Conventional Heresies, Jamie Brown’s first full-length collection of poetry, is just out from Bay Oak Publishers. Taking a short break from his duties as the editor of Broadkill Review, Brown took a few moments to answer some questions from SPR about his new book.
Is there a unifying theme to your collection?
The title, Conventional Heresies, is meant ironically. Rather than earth-shattering heresies, I envision “conventional heresies” as those ideas currently out-of-favor. Not so much large-scale thinking as personal-scale thinking. John Updike was once described as writing about three secret things: Sex, Art, and Religion. The trio of thematic threads which run through this collection have to do with Body, Mind, and Soul. They may not be appreciated by all, but they are a sincere attempt by a mature male at midlife to tackle subjects from a particularly (and peculiarly?) masculine (but not macho) perspective. One reader once told me that, “There’s a lot of testosterone in your poetry.” Another claimed I was a chauvinist. You be the judge, although this last is ignorant beyond belief. I spent eight years three decades ago as the home-making, child-rearing parent of two kids, while my wife was the primary breadwinner, and no one appreciates the strengths and capacities of a self-actualized woman as much as I do. Some people seem to like to make superficial judgments about others in lieu of actually listening.

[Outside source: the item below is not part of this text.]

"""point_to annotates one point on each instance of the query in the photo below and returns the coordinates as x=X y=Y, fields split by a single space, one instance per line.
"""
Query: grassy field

Who are some of your influences, and how will your readers see this influence in your work?
Everyone I’ve ever read. Shakespeare, Milton, Villon (in translation), Dryden, Blake, Dickinson, Whitman, Keats, Shelley, EB Browning, R Browning, Burns, Brooke, Masefield , Edward Steese, Lyman Bryson, Frost, Eliot, Pound, Stevens, Williams, E Lowell, R Lowell, Plath, Hughes, Berryman, Ginsburg, Ferlinghetti, and countless others. You can learn something from everyone you read, if they’re any good and you pay any attention.
Who is your ideal reader?
A reasonably intelligent adult who leaves his or her preconceptions at the door.
What is poetry, and why does it matter?
Poetry changes the world and the way we perceive it, although not everything that changes the world and the way we perceive it is poetry. It’s a conundrum, a quandary, a moebius strip which leads us back to what was once thought lost, in ourselves and others, etc., etc., etc. and all that noise.